Thoracoscopy is an examination of the thoracic cavity using an endoscope and allows visualization of the parietal and visceral pleura, pleural spaces, thoracic walls, mediastinum, and pericardium without the need for more extensive procedures. It is used most frequently to investigate pleural effusion and can be used to perform laser procedures; diagnose and stage lung disease; assess tumor growth, pleural effusion, emphysema, inflammatory processes, and conditions predisposing to pneumothorax; and perform biopsies of pleura, mediastinal lymph nodes, and lungs.
Video-assisted thoracoscopy is available for diagnosing intrathoracic diseases. This procedure can be used as a diagnostic device when other methods of diagnosis fail to present adequate and accurate findings. The discomfort and many of the risks associated with traditional diagnostic thoracotomy procedures are reduced with thoracoscopy.
Thoracoscopy is considered an operative procedure. The patients state of health, the particular positioning needed, and the procedure itself determine the need for either local or general anesthesia. The incision is usually made at the midaxillary line and the sixth intercostal space.
Many patients are discharged the following day, provided the lung has reexpanded properly and chest tubes have been removed.
Follow guidelines in Chapter 1 for safe, effective, informed intratest care.
Abnormal findings may include the following conditions:
Carcinoma or metastasis of carcinoma
Empyema (accumulation of pus in the lung pleura)
Pleural effusion
Conditions predisposing to pneumothorax or ulcers
Inflammatory processes
Bleeding sites
Tuberculosis, coccidioidomycosis, or histoplasmosis
Pretest Patient Care
Reinforce and explain the purpose, procedure, benefits, and risks of the examination and describe what the patient will experience. Record preprocedure signs and symptoms.
Ensure that a surgical consent form is signed and witnessed and present in the patients medical record before the procedure begins (see Chapter 1).
Complete and review required blood tests, urinalysis, recent chest x-ray film, and ECG (for certain individuals) before the procedure.
Confirm that the patient has fasted for 8 hours before the procedure.
Insert an IV line for the administration of intraoperative IV fluids and IV medication.
Perform skin preparation and correct positioning in the operating room.
Follow guidelines in Chapter 1 for safe, effective, informed pretest care.
Posttest Patient Care
Obtain a postoperative chest x-ray film to check for abnormal air or fluid in the chest cavity.
Connect chest tube and drainage system to negative suction, as ordered, if present.

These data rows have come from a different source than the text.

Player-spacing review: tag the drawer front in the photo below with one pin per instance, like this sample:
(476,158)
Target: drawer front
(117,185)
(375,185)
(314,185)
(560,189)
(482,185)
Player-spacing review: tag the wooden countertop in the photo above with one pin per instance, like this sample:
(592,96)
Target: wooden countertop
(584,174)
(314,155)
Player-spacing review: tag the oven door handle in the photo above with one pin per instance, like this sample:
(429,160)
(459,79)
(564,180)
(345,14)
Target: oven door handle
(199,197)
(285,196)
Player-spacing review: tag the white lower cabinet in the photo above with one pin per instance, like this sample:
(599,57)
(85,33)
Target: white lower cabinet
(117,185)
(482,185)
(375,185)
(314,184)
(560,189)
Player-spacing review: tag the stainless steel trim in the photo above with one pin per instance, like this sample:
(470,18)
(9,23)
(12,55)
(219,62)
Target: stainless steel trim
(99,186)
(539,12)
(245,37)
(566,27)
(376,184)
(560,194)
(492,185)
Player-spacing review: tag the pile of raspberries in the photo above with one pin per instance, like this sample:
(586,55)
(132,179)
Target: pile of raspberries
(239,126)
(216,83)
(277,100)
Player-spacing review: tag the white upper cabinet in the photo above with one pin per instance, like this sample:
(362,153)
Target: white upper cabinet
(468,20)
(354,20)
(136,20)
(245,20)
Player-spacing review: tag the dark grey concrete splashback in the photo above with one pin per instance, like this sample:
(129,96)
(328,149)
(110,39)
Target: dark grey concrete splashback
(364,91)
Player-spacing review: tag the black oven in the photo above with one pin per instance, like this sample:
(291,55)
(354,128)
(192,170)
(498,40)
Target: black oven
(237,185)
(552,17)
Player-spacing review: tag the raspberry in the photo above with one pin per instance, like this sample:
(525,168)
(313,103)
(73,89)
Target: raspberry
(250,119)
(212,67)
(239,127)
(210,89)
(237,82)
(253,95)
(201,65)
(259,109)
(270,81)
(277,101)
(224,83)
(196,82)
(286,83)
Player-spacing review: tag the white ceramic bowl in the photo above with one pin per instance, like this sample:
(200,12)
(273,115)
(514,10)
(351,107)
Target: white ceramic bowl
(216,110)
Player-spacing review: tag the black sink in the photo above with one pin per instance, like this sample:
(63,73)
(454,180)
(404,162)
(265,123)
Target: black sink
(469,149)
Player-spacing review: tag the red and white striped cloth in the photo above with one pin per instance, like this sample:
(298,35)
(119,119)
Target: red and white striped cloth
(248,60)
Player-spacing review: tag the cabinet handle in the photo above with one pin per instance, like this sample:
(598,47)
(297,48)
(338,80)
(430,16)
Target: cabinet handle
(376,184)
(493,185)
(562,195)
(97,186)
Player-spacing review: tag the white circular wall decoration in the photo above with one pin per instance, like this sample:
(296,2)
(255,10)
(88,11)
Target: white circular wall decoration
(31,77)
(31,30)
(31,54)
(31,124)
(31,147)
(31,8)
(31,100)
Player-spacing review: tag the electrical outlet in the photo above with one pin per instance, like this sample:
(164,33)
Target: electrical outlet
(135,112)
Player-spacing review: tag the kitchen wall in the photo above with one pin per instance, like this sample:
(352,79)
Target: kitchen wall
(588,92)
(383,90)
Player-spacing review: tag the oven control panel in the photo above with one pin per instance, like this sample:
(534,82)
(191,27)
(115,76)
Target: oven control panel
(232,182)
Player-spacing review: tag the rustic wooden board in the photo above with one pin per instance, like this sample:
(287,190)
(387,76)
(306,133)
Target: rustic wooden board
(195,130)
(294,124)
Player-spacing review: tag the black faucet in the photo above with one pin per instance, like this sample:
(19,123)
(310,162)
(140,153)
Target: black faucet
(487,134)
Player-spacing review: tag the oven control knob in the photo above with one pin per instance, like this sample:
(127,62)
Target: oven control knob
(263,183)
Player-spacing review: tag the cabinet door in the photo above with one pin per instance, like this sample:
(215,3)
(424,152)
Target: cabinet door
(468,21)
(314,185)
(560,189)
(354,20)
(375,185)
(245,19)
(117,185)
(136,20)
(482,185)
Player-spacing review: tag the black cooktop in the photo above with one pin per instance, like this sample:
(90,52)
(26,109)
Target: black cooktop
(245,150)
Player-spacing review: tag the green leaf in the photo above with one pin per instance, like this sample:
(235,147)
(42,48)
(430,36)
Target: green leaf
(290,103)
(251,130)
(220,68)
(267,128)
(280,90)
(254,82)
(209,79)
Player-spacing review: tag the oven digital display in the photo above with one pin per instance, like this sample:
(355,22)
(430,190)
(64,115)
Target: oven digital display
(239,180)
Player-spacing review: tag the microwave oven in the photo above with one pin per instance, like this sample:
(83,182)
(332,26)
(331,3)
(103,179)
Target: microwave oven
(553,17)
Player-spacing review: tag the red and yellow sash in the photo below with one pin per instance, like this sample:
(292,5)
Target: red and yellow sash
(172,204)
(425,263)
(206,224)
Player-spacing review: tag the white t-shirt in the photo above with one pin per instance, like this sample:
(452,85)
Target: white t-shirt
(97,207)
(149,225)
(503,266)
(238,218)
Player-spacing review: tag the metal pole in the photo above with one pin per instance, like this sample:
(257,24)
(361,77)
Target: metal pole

Monitor vital signs, amount and color of chest tube drainage, fluctuation of fluid in the chest tube, bubbling in the chest drainage system, and respiratory status, including pulse oximetry and arterial blood gases. Promptly report abnormalities to the healthcare provider.
Administer pain medication as necessary and evaluate its effectiveness. Encourage relaxation exercises as a means to lessen the perception of pain. Monitor quality and rate of respirations. Be alert to the possibility of respiratory depression related to narcotic administration or intrathecal narcotic drugs.
Encourage frequent coughing and deep breathing exercises. Assist the patient in splinting the incision during coughing and deep breathing to lessen discomfort. Promote leg exercises while in bed and assist with frequent ambulation if permitted.
Use open-ended questions to provide the patient with an opportunity to express concerns.
Document care accurately.
Review test results; report and record findings. Modify the nursing care plan as needed.
Follow guidelines in Chapter 1 for safe, effective, informed posttest care. Provide written discharge instructions.
Clinical Alert
Do not clamp chest tubes unless specifically ordered to do so. Clamping chest tubes may cause tension pneumothorax. Sudden onset of sharp pain, dyspnea, uneven chest wall movement, tachycardia, anxiety, and cyanosis may indicate pneumothorax. Notify the healthcare provider immediately.
Possible wound and pulmonary complications include the following:
Acute respiratory distress, hypoxia
Infection
Hemorrhage (watch for unusually large outputs of blood in a relatively short period of time into the chest drainage system and notify healthcare provider immediately)
Empyema (accumulation of pus in the lung pleura)
Atelectasis
Aspiration
Nerve damage may occur during the procedure.